Commenting on this trend, Linda Liu, an economist at Maybank Kim Eng, told VIR that the recent wave of multinational corporations carrying out investments in Vietnam underscores the view that Vietnam continues to position as a major beneficiary of the manufacturing supply chain shift.
South Korea remains by far the largest foreign investor in Vietnam. Data from Vietnam’s Ministry of Planning and Investment (MPI) showed that as of July 20, the total registered investment capital from South Korea in Vietnam amounted to more than $70 billion, accounting for 18.4 per cent of total overseas registrations in Vietnam.
This is followed by Japan and Singapore, with the total registered investment capital into Vietnam at $60.22 billion and $55 billion, respectively.
“Recent news of South Korean investors building R&D facilities in Vietnam like Samsung and LG are positive signs that Vietnam could be gradually moving up the value chain and attracting more high-quality foreign investments,” Liu said. “This is in line with Vietnam’s new foreign direct investment (FDI) attraction strategy towards 2030 announced late last year, whereby more focus is expected to be placed on attracting FDI in high-tech and environmentally-friendly sectors in the coming decade.”
That said, the supply chain shifts towards Vietnam are still likely to occur in a more step-by-step approach, meaning starting with mid-end and simpler product lines such as electronic components and parts, before upgrading to more complex and sophisticated high-tech products.

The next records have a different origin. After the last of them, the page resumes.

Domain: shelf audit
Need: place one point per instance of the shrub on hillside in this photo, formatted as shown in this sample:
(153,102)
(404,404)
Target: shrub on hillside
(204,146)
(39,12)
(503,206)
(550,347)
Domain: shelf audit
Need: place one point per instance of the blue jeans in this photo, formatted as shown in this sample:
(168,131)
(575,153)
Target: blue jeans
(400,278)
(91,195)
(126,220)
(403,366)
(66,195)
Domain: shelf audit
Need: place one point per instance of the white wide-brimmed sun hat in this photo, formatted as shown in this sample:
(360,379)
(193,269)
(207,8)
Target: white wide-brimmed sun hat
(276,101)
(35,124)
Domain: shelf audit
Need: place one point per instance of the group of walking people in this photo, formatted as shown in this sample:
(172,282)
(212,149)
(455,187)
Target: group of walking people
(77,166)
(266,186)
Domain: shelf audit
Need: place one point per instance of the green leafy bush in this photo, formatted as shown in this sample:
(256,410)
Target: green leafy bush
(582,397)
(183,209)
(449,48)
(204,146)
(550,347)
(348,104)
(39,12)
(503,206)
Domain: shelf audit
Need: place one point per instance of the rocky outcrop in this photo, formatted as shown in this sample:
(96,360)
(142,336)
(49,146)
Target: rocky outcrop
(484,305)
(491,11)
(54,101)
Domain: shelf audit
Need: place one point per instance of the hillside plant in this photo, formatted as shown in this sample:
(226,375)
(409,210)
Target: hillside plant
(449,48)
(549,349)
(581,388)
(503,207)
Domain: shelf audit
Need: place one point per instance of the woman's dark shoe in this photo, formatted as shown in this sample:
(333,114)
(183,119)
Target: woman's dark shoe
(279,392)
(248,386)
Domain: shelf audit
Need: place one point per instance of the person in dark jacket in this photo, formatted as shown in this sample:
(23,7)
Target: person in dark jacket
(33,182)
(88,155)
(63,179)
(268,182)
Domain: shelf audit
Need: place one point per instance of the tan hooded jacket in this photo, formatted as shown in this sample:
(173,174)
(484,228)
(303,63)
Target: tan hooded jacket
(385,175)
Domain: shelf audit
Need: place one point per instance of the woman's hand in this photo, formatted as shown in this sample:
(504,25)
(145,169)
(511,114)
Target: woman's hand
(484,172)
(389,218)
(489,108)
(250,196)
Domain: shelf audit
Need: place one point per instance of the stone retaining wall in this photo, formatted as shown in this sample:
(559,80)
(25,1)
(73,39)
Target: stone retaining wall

Dean Rolfe, partner and head of Market Entry at KPMG in Vietnam, told VIR that one of the causes driving this new high-tech investment into Vietnam is nothing more than a diversification away from China. He added semiconductor sales to China may slow and this might have an impact on high-tech manufacturing from this nation, especially products which are destined for international markets and not internal consumption.
“As a consequence, many enterprises might be looking at a diversification strategy away from China or as a supplemental China+1 strategy. Other enterprises might be seeking cost reductions, while others might be looking at building entirely new high-tech supply chains for products in new geographic locations to reduce cost and widen geographic diversification,” he said.

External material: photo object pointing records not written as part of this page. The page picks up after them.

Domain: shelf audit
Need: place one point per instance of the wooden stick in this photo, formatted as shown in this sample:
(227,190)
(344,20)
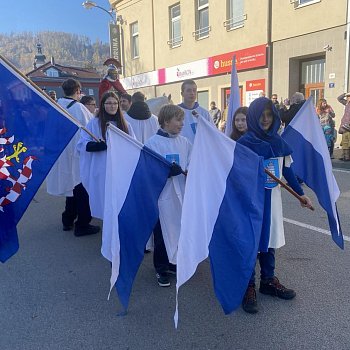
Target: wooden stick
(289,189)
(36,87)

Kim Heung Soo, chairman of the Korean Chamber of Commerce and Industry, told VIR that South Korean investment in Vietnam has traditionally been concentrated on the manufacturing industry such as garments, bags, and footwears. However, recently Korean companies’ investment in Vietnam has also been diversifying into high value-added high-tech industries. Besides Samsung and LG, some of the leading companies that actively invest in the industry are Hyosung, SK, and Hyundai Motors.
“However, for Vietnam to develop into an R&D hub, the foundation of the related technology industry must be solid first, and the Vietnamese government needs to actively train a professional workforce. Additionally, there should be preferential benefits such as visa and tax incentives to secure foreign professionals,” Soo said.

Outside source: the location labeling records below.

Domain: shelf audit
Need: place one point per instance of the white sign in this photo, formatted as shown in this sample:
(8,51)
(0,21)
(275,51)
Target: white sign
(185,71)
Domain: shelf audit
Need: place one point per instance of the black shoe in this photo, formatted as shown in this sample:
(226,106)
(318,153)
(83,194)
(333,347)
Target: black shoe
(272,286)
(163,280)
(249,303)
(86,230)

Echoing this view, Michael Han, head of SK Group’s representative office in Vietnam, said that it would be a win-win situation for South Korean firms and Vietnam’s economy if more incoming investments are made into high value added industries.
Despite COVID-induced challenges, the economy has endured well compared to some of its peers. But pandemic aside, Han says Vietnam’s economy needs to upgrade its growth drivers and inducement of such investments can definitely help.
“I personally have been taking note of series of announcements on South Korean R&D investments into Vietnam, which was quite encouraging to see,” Han said.
“Yet, the true benefit for Vietnam can only be meaningful if such R&D investments become a continuous trend, rather than being one-offs. And especially for R&D of higher value added industries, I think the government’s coordinated support is quite vital.”